Working with Different File Types

Let’s try morphing with different file formats:

# PowerPoint presentation
pptx_result = (attach("https://github.com/MaximeRivest/attachments/raw/main/src/attachments/data/sample_multipage.pptx") |
               load.url_to_response |
               modify.morph_to_detected_type |
               load.pptx_to_python_pptx |
               present.text)

PowerPoint content length:

len(pptx_result.text)
1427

Detected file type:

pptx_result.path
'sample_multipage.pptx'
# Markdown file
md_result = (attach("https://raw.githubusercontent.com/MaximeRivest/attachments/main/README.md") |
             load.url_to_response |
             modify.morph_to_detected_type |
             load.text_to_string |
             present.text)

Markdown content length:

len(md_result.text)
29883

Detected file type:

md_result.path
'README.md'

Why Morphing is Essential

Without morphing, URL processing fails because loaders use file extensions to determine if they should handle a file. URLs don’t match these patterns.
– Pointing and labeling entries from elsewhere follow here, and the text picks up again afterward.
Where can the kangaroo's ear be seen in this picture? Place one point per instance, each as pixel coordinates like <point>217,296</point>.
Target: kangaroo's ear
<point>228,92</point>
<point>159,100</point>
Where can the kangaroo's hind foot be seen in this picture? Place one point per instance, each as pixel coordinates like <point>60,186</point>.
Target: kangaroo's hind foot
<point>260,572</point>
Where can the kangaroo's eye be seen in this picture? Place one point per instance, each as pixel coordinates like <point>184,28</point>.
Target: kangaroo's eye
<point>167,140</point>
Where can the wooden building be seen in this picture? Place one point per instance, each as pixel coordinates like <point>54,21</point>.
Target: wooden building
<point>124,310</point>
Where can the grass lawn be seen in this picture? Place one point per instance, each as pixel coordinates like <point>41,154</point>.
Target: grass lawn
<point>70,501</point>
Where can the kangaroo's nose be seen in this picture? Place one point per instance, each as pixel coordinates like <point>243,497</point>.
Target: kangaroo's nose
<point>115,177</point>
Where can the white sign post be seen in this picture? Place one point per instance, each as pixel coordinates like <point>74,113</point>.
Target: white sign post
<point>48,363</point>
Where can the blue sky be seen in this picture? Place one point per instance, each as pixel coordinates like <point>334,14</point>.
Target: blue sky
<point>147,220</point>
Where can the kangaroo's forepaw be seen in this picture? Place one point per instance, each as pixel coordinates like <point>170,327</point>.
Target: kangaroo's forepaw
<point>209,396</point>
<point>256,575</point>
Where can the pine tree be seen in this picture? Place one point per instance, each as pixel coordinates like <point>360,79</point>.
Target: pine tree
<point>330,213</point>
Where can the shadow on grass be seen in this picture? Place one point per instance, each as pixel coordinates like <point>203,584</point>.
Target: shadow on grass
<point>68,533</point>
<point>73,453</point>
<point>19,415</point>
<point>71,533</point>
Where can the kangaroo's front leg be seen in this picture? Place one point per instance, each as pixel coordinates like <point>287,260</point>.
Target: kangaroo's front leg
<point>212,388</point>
Let’s see what happens without morphing:

# This will fail - PDF loader won't recognize the URL
failed_attempt = (attach("https://github.com/MaximeRivest/attachments/raw/main/src/attachments/data/sample.pdf") |
                 load.url_to_response |           # Downloads content
                 load.pdf_to_pdfplumber |         # But matcher fails - path is still a URL!
                 present.text)

Without morphing, the content isn’t processed correctly:

len(failed_attempt.text)
104

The result is just the response object representation:

failed_attempt.text
'https://github.com/MaximeRivest/attachments/raw/main/src/attachments/data/sample.pdf: <Response [200]>\n\n'

Automatic Morphing in Pipelines

The universal pipeline automatically includes morphing for URLs, so you often don’t need to specify it manually:

from attachments import Attachments

# This automatically uses morphing
auto_result = Attachments("https://github.com/MaximeRivest/attachments/raw/main/src/attachments/data/sample.pdf")
auto_text = str(auto_result)
CropBox missing from /Page, defaulting to MediaBox

Automatic processing result length:

len(auto_text)
798

First part of the automatically processed content:

print(auto_text[:200])
# PDF Document: /tmp/tmphnl64qqm.pdf

## Page 1

Hello PDF!


📄 **Document Analysis**: This appears to be a scanned PDF with little to no extractable text.

- **Pages processed**: 1
- **Pages with tex

Advanced: Understanding the Detection Process

Let’s trace through how morphing detects a PDF file:

# Create an attachment with PDF URL
pdf_url = attach("https://github.com/MaximeRivest/attachments/raw/main/src/attachments/data/sample.pdf")

# Step 1: Download
downloaded = pdf_url | load.url_to_response
print("After download:")
print(f"  Path: {downloaded.path}")
print(f"  Content-Type: {downloaded.metadata.get('content_type')}")
print(f"  Object type: {type(downloaded._obj)}")

# Step 2: Morph  
morphed = downloaded | modify.morph_to_detected_type
print("\nAfter morphing:")
print(f"  Path: {morphed.path}")
print(f"  Detected extension: {morphed.metadata.get('detected_extension')}")
print(f"  Detection method: {morphed.metadata.get('detection_method')}")
After download:
  Path: https://github.com/MaximeRivest/attachments/raw/main/src/attachments/data/sample.pdf
  Content-Type: application/octet-stream
  Object type: <class 'requests.models.Response'>

After morphing:
  Path: sample.pdf
  Detected extension: .pdf
  Detection method: enhanced_matcher_based

Best Practices

1. Use the Standard Pattern

For manual pipelines with URLs, always use: url_to_response → morph_to_detected_type

2. Let Enhanced Matchers Do Their Work

The system automatically checks file extensions, Content-Type headers, and magic numbers. No need for manual detection.

3. Trust the Detection

The morphing system is designed to be robust. It will fall back gracefully if detection is uncertain.

4. For Simple Cases, Use Automatic Processing

Attachments() or the universal pipeline handle morphing automatically.

Summary

URL morphing enables seamless processing of any file type from URLs by:

  • Downloading content intelligently
  • Detecting file types using multiple strategies
  • Transforming attachments so existing loaders can process them
  • Maintaining zero hardcoded file type lists

This creates an extensible system where adding new file types automatically enables URL support!